Она подавила слезы и вдруг тревожно стиснула ему руку.

- А что, если нам не поехать завтра в больницу? Ты им позвонишь с утра по телефону, и мы побудем еще вместе, завтра и послезавтра... Ничего страшного... Я потерплю еще один или два приступа. Честное слово, я могу еще потерпеть. Я потерплю, а зато у нас теперь будет еще целых два дня... или давай уедем совсем. Ты попросишь еще немножко продлить отпуск, и мы уедем отсюда, и вдруг понемножку я начну поправляться, и все обойдется, и через год, через несколько лет мы будем вспоминать, как мы сидели вот сегодня с тобой и мучились. И вот все уже прошло, все плохое позади, и по-прежнему будут шуметь деревья, и мы опять будем их слушать, и всем людям будет спокойно, и хорошо, и не страшно, и у нас будет много времени впереди... Ну, пусть не так уж много, но мы ведь не будем знать сколько и нам будет казаться, что много, и у меня ничего не будет болеть, и я забуду, как это бывает больно. Или пусть даже что-нибудь болит, но только не тут. Так хотелось бы отдохнуть от этой боли, пусть даже была бы какая-нибудь другая...

Он слушал внимательно, наклонившись, бережно поддерживая ее на руках, опершись локтем о подоконник, и ничего не отвечал.

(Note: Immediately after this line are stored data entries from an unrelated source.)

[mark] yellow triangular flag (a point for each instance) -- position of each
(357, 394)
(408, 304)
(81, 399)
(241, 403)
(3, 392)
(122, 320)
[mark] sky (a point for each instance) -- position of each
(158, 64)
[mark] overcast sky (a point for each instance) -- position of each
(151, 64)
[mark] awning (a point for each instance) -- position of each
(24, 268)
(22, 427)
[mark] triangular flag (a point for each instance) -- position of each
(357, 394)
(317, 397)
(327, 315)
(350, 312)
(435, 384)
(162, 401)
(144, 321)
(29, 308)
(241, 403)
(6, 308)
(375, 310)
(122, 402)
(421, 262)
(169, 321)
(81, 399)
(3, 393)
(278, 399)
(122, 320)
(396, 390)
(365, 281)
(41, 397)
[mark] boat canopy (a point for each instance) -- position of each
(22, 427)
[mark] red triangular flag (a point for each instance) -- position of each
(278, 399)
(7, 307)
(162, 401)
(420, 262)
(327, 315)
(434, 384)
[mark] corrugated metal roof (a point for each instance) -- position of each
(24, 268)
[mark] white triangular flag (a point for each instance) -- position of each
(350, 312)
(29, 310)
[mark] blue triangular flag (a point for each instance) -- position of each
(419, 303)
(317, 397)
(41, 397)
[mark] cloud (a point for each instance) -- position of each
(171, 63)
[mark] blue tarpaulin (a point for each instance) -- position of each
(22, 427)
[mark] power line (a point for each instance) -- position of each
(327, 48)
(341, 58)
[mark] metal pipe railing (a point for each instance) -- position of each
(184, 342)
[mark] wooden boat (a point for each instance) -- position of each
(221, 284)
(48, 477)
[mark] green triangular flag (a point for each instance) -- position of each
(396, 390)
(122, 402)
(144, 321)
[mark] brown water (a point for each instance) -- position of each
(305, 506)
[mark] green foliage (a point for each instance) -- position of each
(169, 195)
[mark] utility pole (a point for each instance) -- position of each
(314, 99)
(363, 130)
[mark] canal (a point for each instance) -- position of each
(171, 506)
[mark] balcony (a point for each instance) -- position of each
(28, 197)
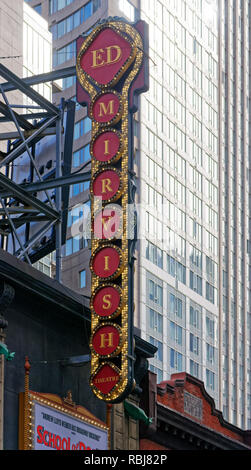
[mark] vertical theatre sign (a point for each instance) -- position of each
(112, 70)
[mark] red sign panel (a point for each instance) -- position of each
(106, 107)
(106, 340)
(105, 56)
(106, 262)
(106, 146)
(106, 379)
(106, 184)
(106, 301)
(109, 65)
(108, 223)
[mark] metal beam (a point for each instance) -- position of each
(21, 148)
(43, 78)
(20, 85)
(26, 198)
(16, 135)
(57, 182)
(33, 116)
(21, 121)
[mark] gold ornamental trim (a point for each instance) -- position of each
(120, 151)
(83, 76)
(117, 387)
(119, 308)
(129, 33)
(118, 115)
(120, 188)
(120, 267)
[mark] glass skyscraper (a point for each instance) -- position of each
(192, 152)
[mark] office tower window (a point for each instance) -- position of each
(194, 344)
(75, 244)
(154, 171)
(175, 305)
(159, 345)
(194, 368)
(176, 269)
(210, 328)
(175, 243)
(210, 379)
(82, 127)
(76, 189)
(195, 283)
(68, 82)
(195, 316)
(210, 292)
(154, 254)
(155, 292)
(155, 321)
(210, 353)
(90, 8)
(82, 155)
(195, 257)
(176, 360)
(78, 213)
(195, 230)
(38, 8)
(158, 372)
(176, 333)
(82, 279)
(65, 53)
(211, 270)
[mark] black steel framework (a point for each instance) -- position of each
(22, 204)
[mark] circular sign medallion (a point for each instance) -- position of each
(107, 184)
(107, 262)
(107, 340)
(106, 378)
(108, 223)
(106, 147)
(107, 108)
(107, 301)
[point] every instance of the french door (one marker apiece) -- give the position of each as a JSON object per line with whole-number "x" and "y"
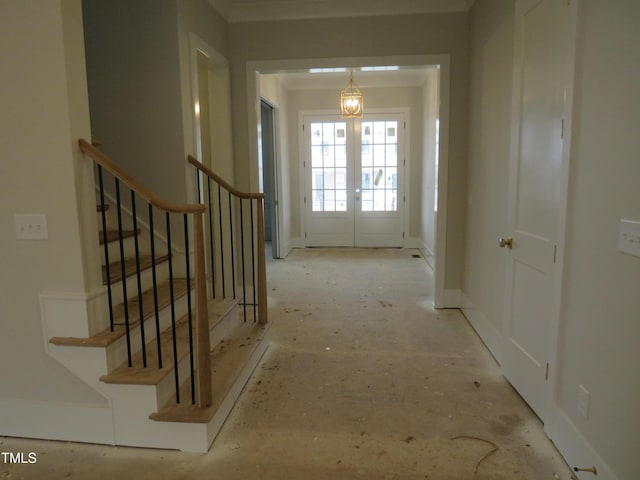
{"x": 354, "y": 180}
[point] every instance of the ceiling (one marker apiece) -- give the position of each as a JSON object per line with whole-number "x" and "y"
{"x": 238, "y": 11}
{"x": 364, "y": 78}
{"x": 262, "y": 10}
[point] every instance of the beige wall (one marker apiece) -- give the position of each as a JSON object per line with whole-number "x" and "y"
{"x": 44, "y": 112}
{"x": 134, "y": 89}
{"x": 599, "y": 327}
{"x": 430, "y": 103}
{"x": 601, "y": 319}
{"x": 361, "y": 37}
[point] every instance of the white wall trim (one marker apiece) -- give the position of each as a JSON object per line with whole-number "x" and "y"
{"x": 452, "y": 299}
{"x": 575, "y": 448}
{"x": 56, "y": 421}
{"x": 414, "y": 242}
{"x": 488, "y": 333}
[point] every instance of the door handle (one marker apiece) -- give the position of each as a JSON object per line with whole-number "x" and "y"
{"x": 506, "y": 242}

- Это несправедливо, что мне будут делать операцию. Профессор говорит, что всего месяц тому назад еще можно было захватить... Несправедливо, потому что я все-таки очень мало видела в жизни. Разве не правда? Вот сколько лет мы прожили с тобой вместе, а разве мне довольно твоей любви? Нет... Другие как-то могут... А я вот за столько лет совсем не сумела тебя разлюбить. Ни капельки не сумела.